Less than a month until my baby turns one. Woah.

Wednesday, May 11, 2011

Easter Fest

Saturday, May 7th was Trinity Reformed Church's 3rd Annual Easter Festival. When the final RSVP head count rolled in a few days before the feast, my friend Sarah and I had to do a little last minute scrambling to make sure we could feed everyone. We had assumed we would have something close to last year's count of 380, so when the numbers came in at 449, we knew we had underestimated all of the planning we'd been doing for months. Neither of us had ever organized dinner for that many people before, so we recruited some wonderful ladies from church to help us cook the main dish. As it was, I made seven batches of the biryani recipe I adapted to feed 10, and let me tell ya, it was a lot of food. Of course, when I calculated how much food we would need, I was thinking of how much my hungry brothers can eat in a sitting. I kept forgetting that we had lots of families... women and children who don't (usually) eat as much as a starving college guy. Needless to say, we overestimated a bit with the main dish, but I was glad we didn't run out of food altogether. The naan we made disappeared in a hurry, but I guess that means everyone liked it, right?

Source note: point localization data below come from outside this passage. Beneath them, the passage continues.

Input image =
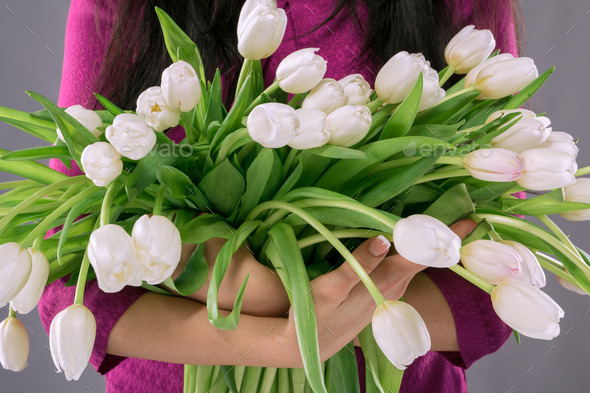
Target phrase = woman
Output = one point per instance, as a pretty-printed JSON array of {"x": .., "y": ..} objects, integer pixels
[{"x": 353, "y": 36}]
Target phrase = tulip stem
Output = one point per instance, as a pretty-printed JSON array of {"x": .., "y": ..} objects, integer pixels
[
  {"x": 447, "y": 72},
  {"x": 472, "y": 278},
  {"x": 443, "y": 175},
  {"x": 268, "y": 91},
  {"x": 325, "y": 232},
  {"x": 559, "y": 233},
  {"x": 343, "y": 234},
  {"x": 159, "y": 201}
]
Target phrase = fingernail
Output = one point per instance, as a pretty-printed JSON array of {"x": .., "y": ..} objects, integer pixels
[{"x": 379, "y": 246}]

We had some great college kids recruited to help in the kitchen, and when we arrived to begin getting everything ready, people just started showing up to help. We were overwhelmed, and so glad that everything went as smoothly as it did. I even got to sit down and eat, hold my baby, enjoy a little bit of the entertainment, and take a few pictures.

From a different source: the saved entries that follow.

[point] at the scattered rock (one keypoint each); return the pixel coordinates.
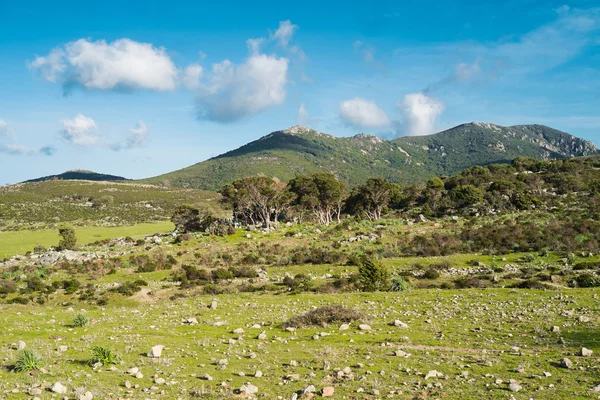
(399, 324)
(156, 351)
(328, 391)
(585, 352)
(566, 363)
(248, 388)
(58, 388)
(434, 374)
(514, 387)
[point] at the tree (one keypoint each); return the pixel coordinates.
(257, 199)
(373, 275)
(372, 198)
(188, 218)
(68, 239)
(319, 193)
(466, 195)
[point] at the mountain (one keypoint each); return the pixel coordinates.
(79, 174)
(297, 150)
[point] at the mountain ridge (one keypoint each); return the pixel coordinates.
(298, 149)
(79, 174)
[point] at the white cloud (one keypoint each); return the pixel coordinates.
(17, 149)
(284, 33)
(52, 66)
(237, 91)
(254, 45)
(302, 116)
(363, 113)
(191, 76)
(137, 136)
(420, 113)
(122, 64)
(79, 131)
(4, 130)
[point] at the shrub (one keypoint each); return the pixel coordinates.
(322, 316)
(373, 275)
(68, 239)
(18, 300)
(131, 288)
(103, 355)
(7, 286)
(399, 284)
(431, 274)
(585, 280)
(81, 321)
(71, 285)
(221, 273)
(531, 284)
(26, 361)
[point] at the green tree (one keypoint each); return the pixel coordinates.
(373, 275)
(372, 198)
(466, 195)
(68, 239)
(257, 199)
(188, 218)
(320, 194)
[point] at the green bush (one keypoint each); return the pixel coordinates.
(322, 316)
(373, 275)
(586, 281)
(27, 361)
(399, 284)
(104, 355)
(81, 321)
(68, 239)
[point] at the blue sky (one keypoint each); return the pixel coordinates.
(142, 88)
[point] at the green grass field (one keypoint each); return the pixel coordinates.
(19, 242)
(465, 335)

Dinner. For 450 people. After the kids had eaten and rushed off to play games outside.

After dinner was out on the tables, but before the dishes started pouring in, I had a few minutes with my baby. Bryan was so great spending most of the day with her and keeping her happy while I rushed around like mad woman.

The Stervensons (being Abby, Josh and Caleb for this set) started us off with some fun entertainment and music.

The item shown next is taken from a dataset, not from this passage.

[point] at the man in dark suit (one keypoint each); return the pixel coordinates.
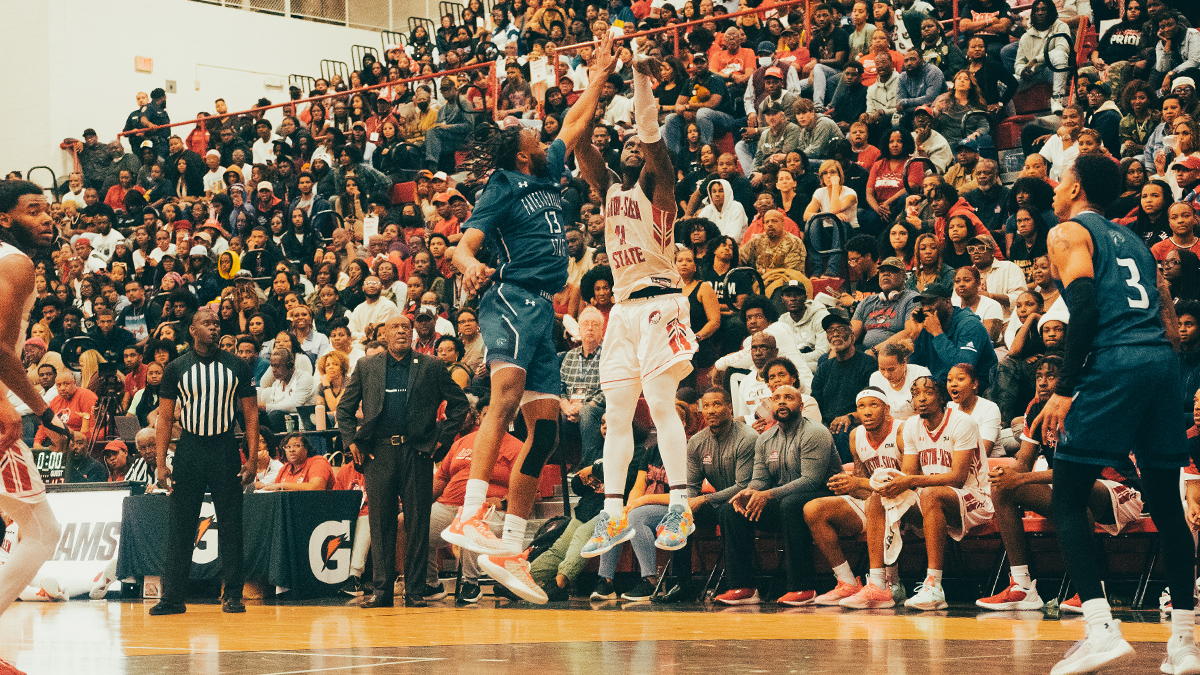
(396, 446)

Grace's Ezra watching the show.

Bryan's sister Christa hosted "Penalty Pictionary," which was hilarious. Here is Christa's sister Jessie drawing Norway. As a penalty for losing the last round, Tyler wears a dunce cap decked out with a fairy wand and tinsel.

My sweet husband, doing what he did all day.

There were all sorts of awesome things going on for the kids outside, including:

(Abra's Ophelia bobbin' for apples.)

Jacob and Bethany's adorably handsome Micah.

Then after dinner, kid's games, and entertainment, there was dancing. Live music and even a caller... everyone had a great time.

Sarah (in plaid) took a few minutes to enjoy the dancing.

And these were the leftovers. I was very happy that we didn't have to throw any of it away (waste not, want not, my mother always said), and we sent most of it home with families and college guys. Chloë has been eating it every day since then, too.

Dishes took a while, but we had more help than we knew what to do with. And what a joyful crew of dishwashers we had. There was lots of laughter and even more singing, from Disney classics to 500 Miles by The Proclaimers. It was so much fun, and made me think back to washing dishes at Camp Of The Risen Son, oh, 15 years ago. We got out of there an hour earlier than the clean up crew did last year, so we considered that to be a huge accomplishment. It was a wonderful evening, and we were so grateful for the many hands that helped.